DENVER, Colorado - Agence France-Presse

Hillary Clinton grabs the limelight yesterday at the Democratic convention, her reward for punching "18 million cracks in the glass ceiling" during her nominating loss to Barack Obama.
Clinton had hoped the party bonanza in Denver would mark the moment when she made history by becoming the first woman White House nominee, but will instead preach a message of unity and urge her supporters to line up behind Obama.
"Let there be no mistake about it, we are united," Clinton said on the eve of her appearance, after new whispers of tension between the two Democratic giants emerged on the first day of the party convention.
Obama will be crowned at the convention as the first African American nominee of a major party in U.S. history, as he gears up for a bitter sprint toward a general election clash with Republican John McCain in November.
But he faces the difficult task of placating millions of Clinton supporters, many in tightly fought battleground states he must win in November, who feel their heroine would be a better candidate and was the victim of sexism.
As the convention opened on Monday, the Obama and Clinton camps joined forces to aggressively squelch reports of lingering discord between them.
"We understand that some in the news media are more interested in reporting the rumor of controversy than the fact of unity," Obama's top strategist David Axelrod and senior Clinton aide Maggie Williams said in a joint statement. "The fact is that our teams are working closely to ensure a successful convention and will continue to do so," they said.
"Senator and President Clinton fully support the Obama/Biden ticket and look forward to addressing the convention and the nation on the urgency of victory this fall. "Anyone saying anything else doesn't know what they're talking about. Period."
The Politico website reported late Sunday that "mistrust and resentments" were boiling up between the two camps, and said the Obama campaign had angered Bill Clinton by trying to limit his convention speech to national security issues.
The Republican National Committee meanwhile released an advertisement featuring Clinton saying during the primary campaign that she and McCain had a lifetime of experience, while Obama had only a speech he gave in 2002.
"Was she right?" the ad asked, portraying Obama as the most inexperienced party nominee of modern times, and attempting to fan anger among Clinton supporters at Obama's choice of Senator Joseph Biden as his running mate.

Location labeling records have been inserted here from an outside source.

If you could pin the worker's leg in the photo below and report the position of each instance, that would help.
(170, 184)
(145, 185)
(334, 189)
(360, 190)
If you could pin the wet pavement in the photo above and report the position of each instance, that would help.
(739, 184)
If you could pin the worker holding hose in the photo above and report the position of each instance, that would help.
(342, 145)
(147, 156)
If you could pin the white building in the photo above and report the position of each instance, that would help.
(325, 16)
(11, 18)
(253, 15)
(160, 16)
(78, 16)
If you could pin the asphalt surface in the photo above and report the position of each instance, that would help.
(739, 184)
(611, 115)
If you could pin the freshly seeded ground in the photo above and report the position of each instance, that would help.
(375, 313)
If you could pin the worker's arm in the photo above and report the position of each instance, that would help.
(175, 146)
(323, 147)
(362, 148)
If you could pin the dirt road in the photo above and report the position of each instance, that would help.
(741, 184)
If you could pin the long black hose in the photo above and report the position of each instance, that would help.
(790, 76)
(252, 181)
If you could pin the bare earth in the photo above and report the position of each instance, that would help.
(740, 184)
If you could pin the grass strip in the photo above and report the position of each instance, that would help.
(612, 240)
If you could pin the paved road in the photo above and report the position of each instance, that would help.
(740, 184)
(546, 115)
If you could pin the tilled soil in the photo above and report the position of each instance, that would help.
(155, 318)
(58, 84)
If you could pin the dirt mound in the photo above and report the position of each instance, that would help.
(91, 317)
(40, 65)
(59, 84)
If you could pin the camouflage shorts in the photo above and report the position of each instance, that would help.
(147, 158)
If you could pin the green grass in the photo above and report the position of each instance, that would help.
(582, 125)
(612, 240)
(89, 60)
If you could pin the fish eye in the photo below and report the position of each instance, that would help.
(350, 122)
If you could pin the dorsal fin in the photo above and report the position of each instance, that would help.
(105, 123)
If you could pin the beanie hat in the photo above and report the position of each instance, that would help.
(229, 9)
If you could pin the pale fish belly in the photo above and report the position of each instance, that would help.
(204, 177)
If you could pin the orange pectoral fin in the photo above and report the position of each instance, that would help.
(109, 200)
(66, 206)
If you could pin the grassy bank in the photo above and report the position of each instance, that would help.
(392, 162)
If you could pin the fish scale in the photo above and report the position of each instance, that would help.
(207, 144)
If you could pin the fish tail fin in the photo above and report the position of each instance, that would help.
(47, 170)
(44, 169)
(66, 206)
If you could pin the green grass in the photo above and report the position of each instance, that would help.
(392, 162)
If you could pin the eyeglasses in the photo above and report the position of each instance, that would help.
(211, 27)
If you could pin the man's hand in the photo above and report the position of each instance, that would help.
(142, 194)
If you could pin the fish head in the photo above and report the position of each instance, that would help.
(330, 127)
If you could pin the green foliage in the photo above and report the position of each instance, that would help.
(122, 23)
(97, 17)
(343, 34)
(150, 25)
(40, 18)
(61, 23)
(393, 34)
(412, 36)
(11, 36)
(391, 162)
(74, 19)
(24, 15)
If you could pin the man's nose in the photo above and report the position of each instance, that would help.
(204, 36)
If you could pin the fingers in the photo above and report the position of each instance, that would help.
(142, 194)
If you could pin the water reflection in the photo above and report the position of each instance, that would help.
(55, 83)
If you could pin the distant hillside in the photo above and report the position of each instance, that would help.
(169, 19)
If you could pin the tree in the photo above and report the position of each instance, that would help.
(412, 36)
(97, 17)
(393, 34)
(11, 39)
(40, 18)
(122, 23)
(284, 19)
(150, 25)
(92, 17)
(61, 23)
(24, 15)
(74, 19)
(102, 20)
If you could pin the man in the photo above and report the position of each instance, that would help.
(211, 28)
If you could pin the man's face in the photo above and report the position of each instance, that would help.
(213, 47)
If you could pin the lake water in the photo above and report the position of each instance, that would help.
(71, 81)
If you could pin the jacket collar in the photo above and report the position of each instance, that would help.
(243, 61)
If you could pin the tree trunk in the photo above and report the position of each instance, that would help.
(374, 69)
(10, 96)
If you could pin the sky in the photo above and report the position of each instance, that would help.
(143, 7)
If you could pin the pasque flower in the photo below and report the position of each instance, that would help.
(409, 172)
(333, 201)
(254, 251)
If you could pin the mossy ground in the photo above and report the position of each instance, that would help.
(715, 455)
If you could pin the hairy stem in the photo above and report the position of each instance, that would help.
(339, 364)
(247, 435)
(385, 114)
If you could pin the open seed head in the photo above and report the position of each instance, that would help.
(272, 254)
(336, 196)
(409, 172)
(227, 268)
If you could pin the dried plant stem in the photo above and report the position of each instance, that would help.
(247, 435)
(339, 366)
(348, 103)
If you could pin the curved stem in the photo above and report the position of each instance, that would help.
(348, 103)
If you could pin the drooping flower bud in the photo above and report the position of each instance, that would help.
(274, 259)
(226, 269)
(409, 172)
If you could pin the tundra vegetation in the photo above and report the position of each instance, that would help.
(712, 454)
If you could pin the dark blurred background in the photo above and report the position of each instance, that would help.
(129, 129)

Republicans also released a campaign ad featuring Debra Bartoshevich, who the party said was a Clinton supporter and lifelong Democrat who was supporting McCain because of his experience and judgment.
New attempts by Republicans to fray Democratic unity came a day after a Democratic official said Hillary Clinton would make a gesture of unity and release her nominating delegates to Obama. The move could take place at a reception for her supporters being planned by Clinton in Denver today, a day after she addresses the convention, the official said on condition of anonymity.
In a carefully choreographed maneuver, her name is to be put forward for nomination tonight, along with that of presumptive nominee Obama, in a bid to recognize her achievement. The former first lady's support could be vital as Obama faces a much tighter race with Republican presidential nominee John McCain.